Before the Apollo name became associated with AI and GPUs, its purpose was high-performance computing: packing as many CPU cores as possible into a rack and wiring them together with a fast interconnect so they could work as one large machine. That HPC role is alive and well for UK research groups, engineering and simulation teams, and anyone running tightly-coupled parallel workloads. This is a look at the Apollo as an HPC compute building block, the cores, the fabric that joins them, and the power and cooling density that determines how much you can actually fit in a rack, rather than as an AI or GPU platform.
HPC is about cores per rack, joined as one
High-performance computing solves large problems by splitting them across many CPU cores running in parallel, from weather and fluid-dynamics simulation to molecular modelling and engineering analysis. The unit of value is therefore aggregate cores, and how efficiently they can be packed and powered. The Apollo HPC design exists to maximise that: a shared multi-node chassis holds several densely-built compute nodes, sharing power and cooling infrastructure to fit far more cores per rack than discrete 1U servers would.
That density is the dividing line from a general-purpose box. A standard rack server is provisioned to stand alone; an Apollo HPC node is one of many in a chassis, stripped to compute and engineered for population at scale. It is the same family logic as the rest of the HPE Apollo range, applied to CPU cores rather than disks or GPUs, and distinct from how a standalone HPE server is specified.
Choosing the processors
In an HPC node the processor choice is the heart of the decision, and it is not always more cores at any cost. Tightly-coupled parallel codes care about the balance of core count, per-core clock and, very often, memory bandwidth, because many scientific workloads are limited by how fast data reaches the cores rather than by compute alone. High-core-count parts from modern Intel Xeon and AMD EPYC lines suit throughput-heavy, embarrassingly-parallel work; higher-clock parts can win for codes sensitive to per-core speed.
Memory bandwidth deserves particular attention, because an HPC node that is starved of memory throughput wastes the cores you paid for. Populating all memory channels evenly to reach the platform's full bandwidth is as important as the core count itself.

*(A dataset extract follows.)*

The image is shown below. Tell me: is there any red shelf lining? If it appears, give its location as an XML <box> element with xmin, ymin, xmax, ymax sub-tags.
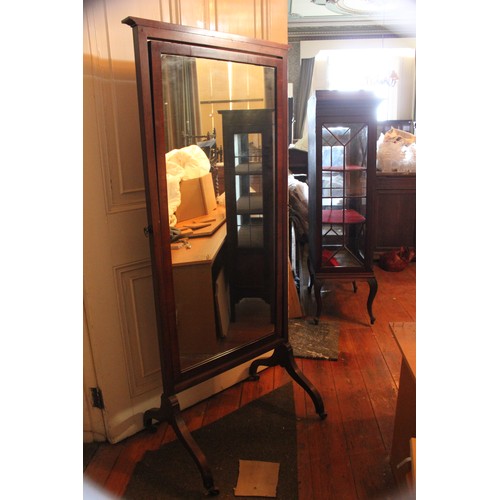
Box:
<box><xmin>321</xmin><ymin>165</ymin><xmax>366</xmax><ymax>172</ymax></box>
<box><xmin>321</xmin><ymin>208</ymin><xmax>366</xmax><ymax>224</ymax></box>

Matching the processor and memory layout to the specific class of code is exactly the kind of decision we work through using our processors guidance rather than defaulting to the biggest part on the list.
- •Aggregate cores per rack is the HPC unit of value, not single-node spec
- •Balance core count against per-core clock for the workload class
- •Memory bandwidth often limits scientific codes more than raw cores
- •Populate every memory channel evenly to reach full platform bandwidth
The interconnect is half the machine
A cluster is only as good as the network joining its nodes, because parallel codes constantly exchange intermediate results, and the speed of that exchange often determines overall performance more than any single node's power. This is the interconnect, and for HPC it generally takes one of two forms. InfiniBand offers very high bandwidth and very low latency and has long been the default for tightly-coupled, latency-sensitive parallel work. High-speed Ethernet, increasingly with RDMA, is a capable and often more familiar alternative, particularly where workloads are less latency-bound or where an organisation prefers a single network technology.
The choice depends on how tightly coupled the codes are: latency-critical MPI workloads lean toward InfiniBand, while more loosely-coupled or throughput-oriented jobs can run very well on RDMA Ethernet. Either way, the fabric is a first-class design decision, not an add-on, and the head node and storage nodes hang off that same fabric. We size the interconnect alongside the compute, drawing on our processors and platform expertise so the network does not become the bottleneck the cores then wait on.
Power and cooling set the real limit
The reason density is an engineering decision and not just a marketing number is that power and cooling, not physical space, are usually what cap how many nodes you can run. Packing many high-core-count CPUs into a chassis concentrates a great deal of power, and therefore heat, into a small footprint, and a rack can only deliver and remove so much.
So an honest HPC design works within a power-and-cooling envelope: how many kilowatts the rack can supply, and how that heat is removed, whether by high-airflow cooling or, at higher densities, by liquid cooling. The shared-infrastructure chassis is efficient precisely because it pools power and cooling across nodes, but the rack-level budget still sets the ceiling. Planning the node-in-chassis-in-rack power envelope up front is part of designing a workable Apollo cluster rather than discovering the limit after installation.
Building the cluster
A complete HPC cluster is more than compute nodes: it is the dense Apollo compute, joined by the chosen interconnect, served by a head or login node that schedules and manages jobs, and backed by storage nodes that feed data to the computation. The Apollo provides the compute building block at the centre of that picture, and the design exercise is sizing each part so they are in proportion, enough storage bandwidth and network capacity to keep the cores busy.
For UK research and engineering teams, that makes the Apollo a natural foundation for on-premises HPC where data residency, sustained utilisation or cost favour owning the cluster over renting cloud capacity. We design the whole system, compute, fabric, head and storage nodes, within the power envelope, drawing the compute from the HPE Apollo range and the processors from our processors guidance, alongside the rest of our HPE servers portfolio.